Look at the picture. This thing is enormous. I reckon that it’s about 60ft tall and has, at a conservative estimate, some quarter of a million leaves on its branches, half of which seem to end up covering everything in sight and then rot, and the other half end up at the bottom of my pool ….. and then they rot. It’s not a pretty sight.
So two years ago when we moved into our new house, which is about ten yards from the great oak at most, I decided that the beast had to be tamed. I got my extending ladders out. I got my chain saw readied and then my old French neighbour came down to the fence and asked me what I was doing. ‘Taking bits off the tree’, was my reply. ‘Ah but eeet is my tree monsieur’, he said. ‘No it’s not’. ‘Yes it is’. ‘No it’s not’. Etc etc – you get the picture. Anyway, I went off to get my plans to prove to him it was my tree but by the time I’d got back he’d gone off and as Frenchies are never one to back off of an argument when it concerns land, fences or trees, I assumed that he’d been trying it on for some reason or another.

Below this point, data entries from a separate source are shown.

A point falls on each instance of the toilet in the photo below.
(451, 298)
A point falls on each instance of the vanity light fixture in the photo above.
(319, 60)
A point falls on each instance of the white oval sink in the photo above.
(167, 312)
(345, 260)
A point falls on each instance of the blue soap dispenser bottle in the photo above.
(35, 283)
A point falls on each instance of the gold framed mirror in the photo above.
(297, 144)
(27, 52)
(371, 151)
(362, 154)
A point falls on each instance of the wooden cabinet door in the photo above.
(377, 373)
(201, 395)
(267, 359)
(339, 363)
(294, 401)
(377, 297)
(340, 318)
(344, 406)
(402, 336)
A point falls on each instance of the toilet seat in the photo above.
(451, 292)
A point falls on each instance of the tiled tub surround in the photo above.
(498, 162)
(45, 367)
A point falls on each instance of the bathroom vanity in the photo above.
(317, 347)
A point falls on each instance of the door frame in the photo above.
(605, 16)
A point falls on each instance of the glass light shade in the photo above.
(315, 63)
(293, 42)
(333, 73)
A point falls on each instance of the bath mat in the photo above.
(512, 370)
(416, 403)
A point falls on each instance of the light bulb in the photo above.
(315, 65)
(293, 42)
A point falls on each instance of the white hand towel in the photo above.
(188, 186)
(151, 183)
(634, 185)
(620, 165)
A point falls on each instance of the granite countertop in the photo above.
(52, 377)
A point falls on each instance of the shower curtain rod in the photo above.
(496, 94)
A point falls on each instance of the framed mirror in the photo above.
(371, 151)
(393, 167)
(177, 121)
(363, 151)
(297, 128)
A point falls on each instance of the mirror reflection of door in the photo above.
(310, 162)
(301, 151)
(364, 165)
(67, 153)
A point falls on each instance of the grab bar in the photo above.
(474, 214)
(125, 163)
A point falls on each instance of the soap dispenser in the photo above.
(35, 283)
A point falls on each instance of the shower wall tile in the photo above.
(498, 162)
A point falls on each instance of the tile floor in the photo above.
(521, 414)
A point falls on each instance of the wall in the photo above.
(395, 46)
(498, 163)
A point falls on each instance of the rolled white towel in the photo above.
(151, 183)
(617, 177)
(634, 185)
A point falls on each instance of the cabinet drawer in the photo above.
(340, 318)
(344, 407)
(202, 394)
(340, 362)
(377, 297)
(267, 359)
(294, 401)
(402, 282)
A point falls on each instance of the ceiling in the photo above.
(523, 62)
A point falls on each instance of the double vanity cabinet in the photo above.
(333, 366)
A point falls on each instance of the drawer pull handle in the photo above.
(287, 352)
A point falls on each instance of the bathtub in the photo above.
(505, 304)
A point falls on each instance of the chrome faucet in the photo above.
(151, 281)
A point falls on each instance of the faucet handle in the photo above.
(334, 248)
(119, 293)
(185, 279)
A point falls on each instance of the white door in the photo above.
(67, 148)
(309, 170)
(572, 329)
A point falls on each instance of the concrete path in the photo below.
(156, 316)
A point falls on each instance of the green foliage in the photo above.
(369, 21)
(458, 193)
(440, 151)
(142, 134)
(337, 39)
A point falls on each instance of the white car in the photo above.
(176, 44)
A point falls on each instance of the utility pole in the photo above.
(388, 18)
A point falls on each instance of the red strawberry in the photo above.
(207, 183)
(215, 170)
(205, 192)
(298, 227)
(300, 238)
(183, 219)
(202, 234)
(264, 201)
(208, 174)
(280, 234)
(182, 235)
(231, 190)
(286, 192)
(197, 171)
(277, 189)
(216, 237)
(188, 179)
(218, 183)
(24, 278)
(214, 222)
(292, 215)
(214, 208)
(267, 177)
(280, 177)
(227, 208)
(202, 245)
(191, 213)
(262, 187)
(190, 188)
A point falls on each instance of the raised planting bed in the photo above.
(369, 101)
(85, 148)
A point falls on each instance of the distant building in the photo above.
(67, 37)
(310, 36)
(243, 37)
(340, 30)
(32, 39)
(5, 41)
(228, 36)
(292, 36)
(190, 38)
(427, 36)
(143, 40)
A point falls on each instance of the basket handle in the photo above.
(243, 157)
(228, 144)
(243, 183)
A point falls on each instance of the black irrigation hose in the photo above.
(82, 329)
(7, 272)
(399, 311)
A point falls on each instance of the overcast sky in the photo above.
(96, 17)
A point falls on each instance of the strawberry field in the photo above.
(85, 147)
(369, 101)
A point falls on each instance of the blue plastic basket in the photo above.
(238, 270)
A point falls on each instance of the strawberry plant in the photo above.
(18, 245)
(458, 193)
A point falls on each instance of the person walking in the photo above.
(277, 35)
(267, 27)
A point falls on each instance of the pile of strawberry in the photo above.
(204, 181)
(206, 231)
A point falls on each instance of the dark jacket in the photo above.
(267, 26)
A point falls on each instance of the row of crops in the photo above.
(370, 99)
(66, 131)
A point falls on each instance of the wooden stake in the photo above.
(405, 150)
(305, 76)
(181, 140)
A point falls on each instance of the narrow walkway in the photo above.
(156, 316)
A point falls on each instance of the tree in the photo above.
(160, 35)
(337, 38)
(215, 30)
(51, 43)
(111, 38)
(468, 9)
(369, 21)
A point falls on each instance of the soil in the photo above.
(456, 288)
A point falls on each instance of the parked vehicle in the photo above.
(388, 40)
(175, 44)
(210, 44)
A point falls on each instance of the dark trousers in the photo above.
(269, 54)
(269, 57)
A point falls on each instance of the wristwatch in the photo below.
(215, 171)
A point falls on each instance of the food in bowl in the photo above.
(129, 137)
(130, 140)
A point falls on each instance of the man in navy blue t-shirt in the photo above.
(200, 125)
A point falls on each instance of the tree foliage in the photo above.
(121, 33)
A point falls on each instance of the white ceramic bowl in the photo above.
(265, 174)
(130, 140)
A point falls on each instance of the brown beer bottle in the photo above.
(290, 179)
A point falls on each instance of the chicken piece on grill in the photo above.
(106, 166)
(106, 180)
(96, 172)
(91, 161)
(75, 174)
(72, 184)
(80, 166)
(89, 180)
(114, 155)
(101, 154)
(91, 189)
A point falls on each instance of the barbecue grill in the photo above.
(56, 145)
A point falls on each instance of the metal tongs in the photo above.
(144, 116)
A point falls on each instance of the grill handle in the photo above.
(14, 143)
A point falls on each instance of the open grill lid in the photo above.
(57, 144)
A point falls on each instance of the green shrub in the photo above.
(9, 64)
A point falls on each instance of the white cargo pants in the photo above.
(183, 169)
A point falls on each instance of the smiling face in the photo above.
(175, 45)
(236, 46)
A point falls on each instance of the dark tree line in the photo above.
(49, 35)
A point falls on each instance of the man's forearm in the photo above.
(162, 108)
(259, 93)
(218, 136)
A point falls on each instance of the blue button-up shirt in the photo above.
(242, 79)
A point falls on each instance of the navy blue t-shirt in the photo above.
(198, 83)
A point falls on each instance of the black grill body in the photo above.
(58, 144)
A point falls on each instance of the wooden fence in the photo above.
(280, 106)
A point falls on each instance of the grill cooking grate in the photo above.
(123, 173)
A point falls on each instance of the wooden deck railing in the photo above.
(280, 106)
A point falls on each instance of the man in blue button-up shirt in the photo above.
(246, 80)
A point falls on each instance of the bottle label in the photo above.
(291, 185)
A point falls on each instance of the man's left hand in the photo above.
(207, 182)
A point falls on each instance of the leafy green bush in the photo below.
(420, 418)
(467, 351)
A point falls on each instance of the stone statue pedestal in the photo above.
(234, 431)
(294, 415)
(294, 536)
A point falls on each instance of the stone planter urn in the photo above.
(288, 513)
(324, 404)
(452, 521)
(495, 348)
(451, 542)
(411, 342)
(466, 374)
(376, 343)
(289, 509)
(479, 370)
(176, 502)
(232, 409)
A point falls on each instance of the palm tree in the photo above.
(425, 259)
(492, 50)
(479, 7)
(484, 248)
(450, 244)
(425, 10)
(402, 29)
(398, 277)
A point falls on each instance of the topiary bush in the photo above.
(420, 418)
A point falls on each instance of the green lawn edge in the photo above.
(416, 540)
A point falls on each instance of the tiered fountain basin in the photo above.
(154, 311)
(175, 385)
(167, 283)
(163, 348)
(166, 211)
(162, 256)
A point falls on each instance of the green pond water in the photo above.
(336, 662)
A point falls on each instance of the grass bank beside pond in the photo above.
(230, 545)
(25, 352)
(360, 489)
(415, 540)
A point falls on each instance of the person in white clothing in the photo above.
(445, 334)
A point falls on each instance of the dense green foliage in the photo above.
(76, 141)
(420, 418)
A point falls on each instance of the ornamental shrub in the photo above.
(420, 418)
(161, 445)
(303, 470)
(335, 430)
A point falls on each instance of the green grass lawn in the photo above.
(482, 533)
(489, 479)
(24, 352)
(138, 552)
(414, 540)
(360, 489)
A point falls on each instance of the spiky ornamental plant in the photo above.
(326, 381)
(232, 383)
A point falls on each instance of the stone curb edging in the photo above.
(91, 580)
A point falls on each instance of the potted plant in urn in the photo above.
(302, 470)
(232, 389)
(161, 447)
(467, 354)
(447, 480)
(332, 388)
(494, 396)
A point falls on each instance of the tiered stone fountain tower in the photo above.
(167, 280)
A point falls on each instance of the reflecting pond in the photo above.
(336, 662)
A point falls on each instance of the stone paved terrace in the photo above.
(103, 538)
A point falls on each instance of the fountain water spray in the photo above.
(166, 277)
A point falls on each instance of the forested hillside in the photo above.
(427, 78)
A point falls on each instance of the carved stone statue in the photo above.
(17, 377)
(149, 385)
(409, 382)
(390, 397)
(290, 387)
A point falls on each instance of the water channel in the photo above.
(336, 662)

Anyway, I took down a couple of the easier branches and left it before I fell off of the ladders which generally were perched on the branch I was cutting down – yes you’ve all seen it in cartoons! I did this for the first two winters and then last summer, old Frenchie came down to the fence again and in amongst other questions, asked me when I was taking more branches off the tree. It transpires that the tree is so tall that it obscures his views over the valley and so he was keen for me to risk life and limb (pun intended) to remove the bigger branches, some of which are so big that they could be trees in their own right.
So last weekend, now most of the leaves have left their branches and are settled nicely at the bottom of the pool, Guy and I got all the gear out to remove a few more branches whilst Frenchie was in his Paris retreat. We’ve removed all the easy bits but now we’re at the larger branches which hang over a series of electricity boxes, so we now need to proceed with a greater degree of care.
We’ve refined the process over the years. I climb the ladder whilst Guy tries to start the chainsaw. He doesn’t manage it so I go back down the ladders and start it. I climb the ladders and Guy pulls on the rope which hoists the chainsaw up to my level but invariably, as soon as I grab it, the motor cuts out so we have to go through the whole process again. Generally, I am completely knackered before I’ve even started cutting!
The first two branches were so big we had to tie the half-fallen boughs to the car’s tow bar and pull them off, but the third branch was in a totally different direction and we had to cut it virtually all the way through and then run as it crashed to the ground.
After we’d cut the fallen branches into logs and cleared up, Guy and I found ourselves looking up at the tree and saying the same thing, ‘after all we’ve cut off, there’s no difference’! And indeed, it is true. I have run my wood burner on this tree now for the third winter and the tree hardly looks touched. Next year I’ll sort it out.